Не слишком полагаясь на собственное благочестие, ни на милосердие божье, человек средневековья отдавал себя в руки магии, предназначенной защитить его от реальных и сверхъестественных опасностей. Средневековое сознание разработало целую систему магических средств, обороняющих от враждебной силы. В центре этой оборонительной магии был поставлен крест — знак мученической кончины Христа, наделенный чудодейственной способностью отгонять нечистых духов. Крест — важнейший символ христианства; его водружали на церквах, наперсный крест носили князья церкви, крест выносили во время литургии, знак креста ставили в начале делового документа, знаком креста осеняли пищу. Магическую силу приписывали и мощам святых. Церкви гордились священными останками христианских мучеников и героев, но наблюдательные люди уже в средние века (среди них был и Гвиберт Ножанский, писатель начала XII века) заметили, что у иных святых набралось куда больше ребер, ног и рук, чем это полагалось бы человеку. В начале XIII века едва не разразился грандиозный скандал. Дело в том, что французский монастырь Сен-Дени гордился тем, что обладает обезглавленными останками своего патрона Дионисия Ареопагита, ученика самого апостола Павла. Сомнения в справедливости утверждений монахов возникли уже давно, и Абеляр, выдающийся французский философ XII века, напрасно просил, чтобы ему показали эту реликвию. Каково же было смущение, когда после 4-го Крестового похода (1199—1204) в Греции обнаружили гробницу Дионисия! Папа Иннокентий III, впрочем, не желая портить отношения ни с могущественным монастырем, ни с королем — его покровителем, — уклончиво объявил, что одно из двух тел наверняка принадлежало святому.
Убежденность в магической силе всевозможных талисманов, подчас очень далеких от христианского благочестия, — талисманов, обеспечивавших здоровье или безопасность в пути, — также была весьма распространена.
Иерархизированное пространство четко разделялось на земли "свои" и "чужие". Религиозная, племенная, языковая принадлежность дробила мир на мирки, отделенные барьерами, подчас более неприступными, нежели лесные массивы. Греки, носившие бороду, любившие и умевшие писать, говорившие на своем языке и к тому же схизматики (сторонники отколовшейся от папства церкви), по-иному представлявшие себе божество, вызывали брезгливое презрение. Мусульмане — это племя неверных, а их пророку Мухаммеду отводилось видное место в иерархии врагов Христа. "Он подготовил Антихриста, как Моисей подготовил Христа", — писал в конце XII века Иоахим Флорский, один из наиболее смелых мыслителей своего времени, в данном случае отдававший дань самым обыденным предрассудкам.

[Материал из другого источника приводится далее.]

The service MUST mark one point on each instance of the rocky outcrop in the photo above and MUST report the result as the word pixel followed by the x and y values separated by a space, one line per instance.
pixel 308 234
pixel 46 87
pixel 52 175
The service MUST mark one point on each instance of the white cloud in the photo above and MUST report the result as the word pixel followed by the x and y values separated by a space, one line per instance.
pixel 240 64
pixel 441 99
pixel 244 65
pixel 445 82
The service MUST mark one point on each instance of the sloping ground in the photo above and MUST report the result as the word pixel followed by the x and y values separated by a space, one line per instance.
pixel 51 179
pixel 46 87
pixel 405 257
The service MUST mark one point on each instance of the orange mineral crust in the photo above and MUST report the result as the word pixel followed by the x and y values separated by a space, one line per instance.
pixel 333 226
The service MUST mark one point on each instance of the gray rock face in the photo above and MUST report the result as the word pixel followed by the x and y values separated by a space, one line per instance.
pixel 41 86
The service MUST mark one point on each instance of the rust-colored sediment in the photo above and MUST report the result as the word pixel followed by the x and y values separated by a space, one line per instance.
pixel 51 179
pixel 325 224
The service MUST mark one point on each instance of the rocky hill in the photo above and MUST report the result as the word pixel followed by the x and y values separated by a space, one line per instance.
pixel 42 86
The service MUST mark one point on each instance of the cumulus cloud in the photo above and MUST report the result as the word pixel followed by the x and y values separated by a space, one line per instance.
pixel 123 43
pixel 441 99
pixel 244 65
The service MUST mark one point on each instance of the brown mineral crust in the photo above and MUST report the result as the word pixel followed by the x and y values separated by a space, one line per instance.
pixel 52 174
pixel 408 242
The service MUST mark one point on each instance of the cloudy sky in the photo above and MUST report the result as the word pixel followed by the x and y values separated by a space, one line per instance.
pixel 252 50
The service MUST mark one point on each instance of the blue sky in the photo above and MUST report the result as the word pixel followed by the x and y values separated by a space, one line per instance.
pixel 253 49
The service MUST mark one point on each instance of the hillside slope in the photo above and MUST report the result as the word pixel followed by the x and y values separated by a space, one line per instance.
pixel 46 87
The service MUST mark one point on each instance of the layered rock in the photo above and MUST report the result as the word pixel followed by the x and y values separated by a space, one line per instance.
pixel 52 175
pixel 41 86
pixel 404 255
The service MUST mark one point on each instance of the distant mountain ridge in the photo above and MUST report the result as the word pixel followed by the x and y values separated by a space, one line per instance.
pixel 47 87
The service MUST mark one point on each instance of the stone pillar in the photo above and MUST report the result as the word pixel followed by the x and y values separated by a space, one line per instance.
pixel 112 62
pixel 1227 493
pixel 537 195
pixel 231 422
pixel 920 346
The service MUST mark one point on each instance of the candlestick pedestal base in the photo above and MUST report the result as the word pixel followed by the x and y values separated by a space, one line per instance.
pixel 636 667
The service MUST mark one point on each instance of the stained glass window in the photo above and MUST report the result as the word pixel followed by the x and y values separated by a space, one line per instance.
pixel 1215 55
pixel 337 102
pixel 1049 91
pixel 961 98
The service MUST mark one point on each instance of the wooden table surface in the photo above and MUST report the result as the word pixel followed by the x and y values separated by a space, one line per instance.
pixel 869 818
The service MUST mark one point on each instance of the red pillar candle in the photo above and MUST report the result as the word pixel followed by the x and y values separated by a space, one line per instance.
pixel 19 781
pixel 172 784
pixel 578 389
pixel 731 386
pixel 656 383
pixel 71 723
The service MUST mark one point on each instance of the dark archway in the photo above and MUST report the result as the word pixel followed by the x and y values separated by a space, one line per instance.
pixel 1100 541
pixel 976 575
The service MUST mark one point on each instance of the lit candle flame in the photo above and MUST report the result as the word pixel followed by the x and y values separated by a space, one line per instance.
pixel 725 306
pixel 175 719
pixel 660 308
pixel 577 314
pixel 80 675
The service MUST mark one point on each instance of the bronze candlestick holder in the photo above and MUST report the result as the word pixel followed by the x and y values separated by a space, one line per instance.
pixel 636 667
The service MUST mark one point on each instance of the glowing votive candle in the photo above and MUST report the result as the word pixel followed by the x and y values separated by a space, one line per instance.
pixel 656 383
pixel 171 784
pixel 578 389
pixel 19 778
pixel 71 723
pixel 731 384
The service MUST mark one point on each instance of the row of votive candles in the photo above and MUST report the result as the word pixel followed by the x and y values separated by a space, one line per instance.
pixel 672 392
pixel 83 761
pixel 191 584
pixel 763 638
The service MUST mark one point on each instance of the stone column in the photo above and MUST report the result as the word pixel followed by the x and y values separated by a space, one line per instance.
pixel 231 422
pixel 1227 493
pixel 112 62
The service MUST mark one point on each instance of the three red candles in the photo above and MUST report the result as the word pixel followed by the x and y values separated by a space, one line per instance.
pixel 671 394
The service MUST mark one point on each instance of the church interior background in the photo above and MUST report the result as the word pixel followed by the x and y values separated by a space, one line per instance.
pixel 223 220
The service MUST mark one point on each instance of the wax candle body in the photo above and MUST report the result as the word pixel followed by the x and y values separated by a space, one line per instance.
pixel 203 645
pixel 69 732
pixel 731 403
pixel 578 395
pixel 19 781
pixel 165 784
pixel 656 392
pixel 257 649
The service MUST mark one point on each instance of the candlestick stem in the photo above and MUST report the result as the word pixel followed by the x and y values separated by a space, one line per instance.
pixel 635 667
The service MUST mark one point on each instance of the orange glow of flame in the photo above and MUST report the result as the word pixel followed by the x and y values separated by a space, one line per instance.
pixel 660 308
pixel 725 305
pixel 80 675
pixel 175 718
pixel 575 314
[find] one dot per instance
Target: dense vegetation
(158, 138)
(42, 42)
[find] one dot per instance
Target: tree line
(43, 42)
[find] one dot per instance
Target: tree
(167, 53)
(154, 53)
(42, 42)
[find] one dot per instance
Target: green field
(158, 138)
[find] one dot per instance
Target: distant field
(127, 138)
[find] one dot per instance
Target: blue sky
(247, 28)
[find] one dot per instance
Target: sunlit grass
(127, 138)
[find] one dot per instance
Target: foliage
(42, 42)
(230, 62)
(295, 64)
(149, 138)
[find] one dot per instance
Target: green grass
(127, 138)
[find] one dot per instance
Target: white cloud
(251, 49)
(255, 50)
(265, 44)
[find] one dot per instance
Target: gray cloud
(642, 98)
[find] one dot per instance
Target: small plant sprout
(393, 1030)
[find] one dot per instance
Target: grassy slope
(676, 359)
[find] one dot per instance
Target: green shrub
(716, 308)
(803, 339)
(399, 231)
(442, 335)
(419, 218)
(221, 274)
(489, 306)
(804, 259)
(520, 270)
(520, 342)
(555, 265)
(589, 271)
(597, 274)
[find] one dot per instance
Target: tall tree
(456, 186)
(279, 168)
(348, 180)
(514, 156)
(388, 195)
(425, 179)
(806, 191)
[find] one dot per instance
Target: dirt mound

Враждебным было отношение и к евреям — народу Ветхого завета, не пожелавшему принять проповеди Христа, и долгое время к славянам, сохранявшим языческие обычаи. Но и внутри католического мира этническая вражда не исчезала: англичане и французы, французы и провансальцы, немцы и итальянцы осыпали друг друга насмешками, издевались над чужими обычаями, смысла которых не могли и не хотели понять. Средневековое пространство распадалось "по горизонтали" на множество враждовавших миров.
С иерархизацией космоса тесно переплетается и его символическое восприятие в сознании человека средневековья. За предметами зримого мира скрываются их вечные прообразы, именно поэтому-то, полагает Гуго Викторинец, французский богослов первой половины XII века, рассмотрение вещей не наносит вреда благочестию: эти вещи подобны жилам, по которым незримая красота притекает к нам, обнаруживая себя. Природа раскрывается перед Гуго аллегорически: небо — это незримое, земля — зримый мир, солнце — Христос и т. д. В гимнах о канонических часах Абеляр также трактует явления природы как символы божественных феноменов: первый час — занимается заря, и за утренней звездой поднимается солнце, зарю же нужно понимать как свет веры; к третьему часу солнечное тепло согревает землю — ведь тепло следует за светом, как любовь за верой, в шестом часу солнце стоит в зените и мир пронизан теплом — это совершенное блаженство, порожденное лицезрением господа.